Siete pregati di entrare girare per le sale e godervi il primo esempio di museo futurista realizzato in Italia!
Dopo dieci anni di chiusura e un lungo restauro firmato dall’architetto Renato Rizzi, proprio nell’anno delle celebrazioni del centenario del Manifesto futurista, si sono riaperte le porte della Casa d’Arte Futurista Depero.

La casa museo è nata negli anni Cinquanta dalla originale e personalissima visione di Fortunato Depero che in queste sale voleva esporre i suoi coloratissimi arazzi, le sue tele, i fantastici giocattoli, i suoi lavori di grafica, ma anche offrire alla città di Rovereto, a pochi passi da Trento, in cui arrivò giovanissimo e a cui fu profondamente legato per tutta la vita, un luogo dinamico di incontro e formazione. Proprio nell’anno in cui la Febbre Futurista sta attraversando l’Italia e l’Europa con una fantastica “epidemia”di importanti mostre ed eventi, la Casa d’Arte Futurista Depero diventa una delle sedi del Museo di Arte Moderna e Contemporanea di Trento e Rovereto Foto Fra le mille idee e attività, Depero nel 1919 apre a Rovereto la sua “Casa d’Arte” prendendo avvio dall’idea di un’officina di arti applicate legata sopratutto alla produzione di arazzi. Come è stato sottolineato lo spirito futurista non poteva rimanere ingabbiato all’interno di gallerie e musei. Il vero banco di prova per una reale proliferazione dell’idea futurista nella vita e nella società erano quindi le arti applicate e proprio partendo da questo concetto che in quegli anni nascono in Italia varie “Case d’Arte” futuriste: a Roma quelle di Prampolini e Recchi, di Bragaglia, di Giannattasio e di Melli, quella di Rizzo a Palermo, quella di Tato a Bologna.
Anche Depero inizia questa impresa a Rovereto, in un trionfo di panni colorati di lana, con una esposizione di grandi tarsie cucite a mano dalla moglie Rosetta con poche volonterose operaie che lavorano agli arazzi fini al 1940. Un vero e proprio laboratorio dove segue a ruota la produzione di bozzetti pubblicitari, elementi di arredo come mobili, soprammobili, lampade, manifesti e copertine in una costruzione che si ispira ai principi teorici del manifesto “Ricostruzione Futurista dell’Universo”.
Arrivano gli anni del secondo conflitto mondiale con una brusca frenata per idee e progetti, poi nel 1947 il secondo sfortunato viaggio negli Stati Uniti. Ma è nel corso degli anni Cinquanta, quando il futurismo e con lui i pochi artisti rimasti fedeli ai suoi principi teorici, è sicuramente al momento più infelice della sua fortuna artistica, che inizia la storia del museo.
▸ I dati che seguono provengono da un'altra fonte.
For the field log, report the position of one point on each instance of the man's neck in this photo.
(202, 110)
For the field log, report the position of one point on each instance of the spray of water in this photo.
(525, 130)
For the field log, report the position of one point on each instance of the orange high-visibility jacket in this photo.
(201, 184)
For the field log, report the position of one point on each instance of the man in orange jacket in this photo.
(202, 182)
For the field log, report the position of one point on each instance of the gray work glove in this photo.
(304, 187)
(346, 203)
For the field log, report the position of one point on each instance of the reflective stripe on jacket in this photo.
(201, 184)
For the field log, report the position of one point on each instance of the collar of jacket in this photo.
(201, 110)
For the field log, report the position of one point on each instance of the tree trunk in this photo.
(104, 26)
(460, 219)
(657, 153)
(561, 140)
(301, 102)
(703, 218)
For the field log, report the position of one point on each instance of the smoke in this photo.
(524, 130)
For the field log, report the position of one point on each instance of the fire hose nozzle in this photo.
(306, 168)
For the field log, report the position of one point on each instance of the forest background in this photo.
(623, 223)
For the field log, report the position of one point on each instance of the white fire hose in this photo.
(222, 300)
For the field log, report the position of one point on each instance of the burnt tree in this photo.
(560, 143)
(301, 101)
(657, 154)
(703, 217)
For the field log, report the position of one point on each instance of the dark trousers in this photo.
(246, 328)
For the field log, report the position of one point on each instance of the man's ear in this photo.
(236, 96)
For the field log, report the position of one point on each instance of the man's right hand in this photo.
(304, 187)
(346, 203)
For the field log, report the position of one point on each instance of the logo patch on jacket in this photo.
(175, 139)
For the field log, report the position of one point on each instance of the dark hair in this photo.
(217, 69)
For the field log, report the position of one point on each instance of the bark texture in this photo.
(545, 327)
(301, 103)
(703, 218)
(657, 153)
Contro il dettato futurista, che aveva messo al bando ogni tipo di musealizzazione dell’arte, Depero sognava di affidare alla storia la sua straordinaria vicenda d’uomo e d’artista. Le prime tracce sono agli inizi degli anni Cinquanta quando proprio lui, che sta per esporre alcuni dipinti nella sua casa, scrive al sindaco di Rovereto per proporgli la sistemazione di una mostra permanente nella propria pinacoteca privata. Non senza difficoltà e carenze di fondi, nel 1957, il Comune di Rovereto si impegna con l’artista a porre le basi di una galleria permanente.
Negli ultimi anni di vita ogni energia è destinata al suo progetto di museo, ne sono testimoni i numerosi schizzi, con i quali definisce la struttura,l'arredamento, le decorazioni e i rivestimenti. Il 1 agosto 1959 il museo apre alla sola presenza delle autorità cittadine e dell’artista. L'inaugurazione ufficiale, annunciata per il mese di settembre, non ebbe mai luogo.
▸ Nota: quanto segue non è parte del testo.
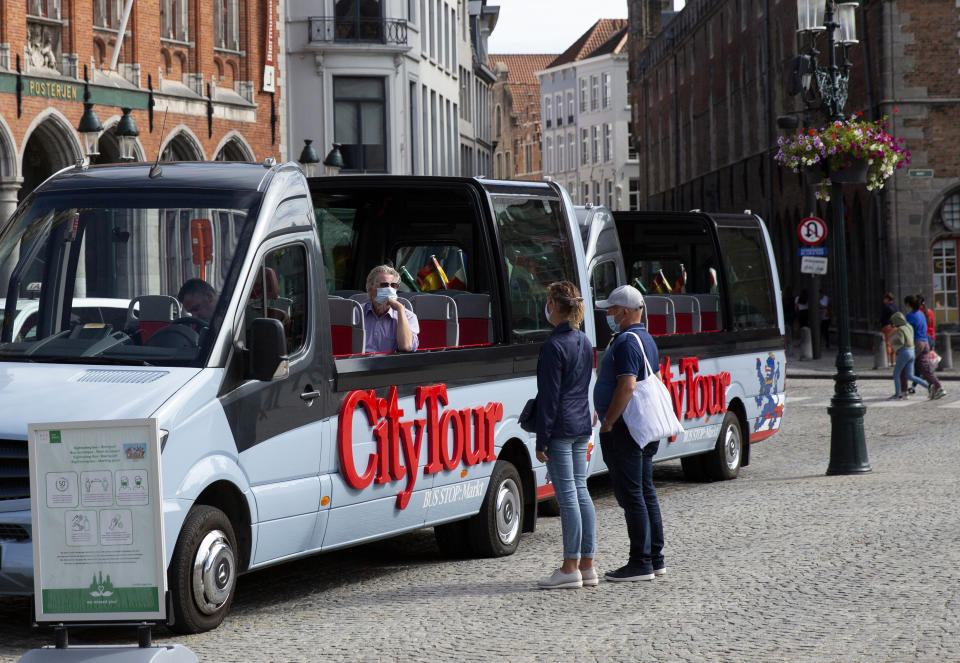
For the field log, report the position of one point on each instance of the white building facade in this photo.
(586, 125)
(380, 78)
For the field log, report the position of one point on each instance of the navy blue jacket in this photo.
(563, 383)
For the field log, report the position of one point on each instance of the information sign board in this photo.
(97, 514)
(813, 265)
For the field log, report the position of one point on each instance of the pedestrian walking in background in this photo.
(824, 319)
(630, 465)
(931, 323)
(564, 427)
(902, 341)
(803, 308)
(921, 343)
(888, 309)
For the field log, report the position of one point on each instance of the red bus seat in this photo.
(437, 315)
(346, 326)
(687, 313)
(660, 314)
(148, 314)
(473, 314)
Depero è malato non può più lavorare e propone il trasferimento al Comune della proprietà del suo patrimonio culturale in cambio di un vitalizio a lui e alla moglie. Muore poco dopo nel novembre 1960. Adesso è finalmente possibile, grazie al progetto museografico curato da Gabriella Belli, ritrovare lo spirito delle intuizioni originali dell’artista nel nuovo museo ampliato, restaurato e con nuovi servizi e che è in grado di offrire una esposizione permanente organizzata su 300 mq dove invitarvi a visitare e scoprire un ricco patrimonio formato da più di 3.000 oggetti e opere e prezioso materiale documentario e archivistico, custodito presso l’Archivio del Novecento del Mart.
Opere che ripercorrono l’arco di una intera vita, intensa e attivissima, delle sperimentazioni del primo decennio del Novecento fino alle commissioni pubbliche degli anni Cinquanta.
Grande attenzione è riservata a momenti particolarmente fecondi come il biennio 1917-18, segnato dal contatto con il mondo internazionale dei Balletti Russi di Diaghilev, e gli anni 1928-30, il cosiddetto periodo newyorchese.
E ancora gli studi dei marchi pubblicitari (“Autoreclame”), le copertine per riviste (“Echi della stampa”), dai bellissimi arazzi ai giocattoli e soprammobili, dai mobili al “Teatro plastico.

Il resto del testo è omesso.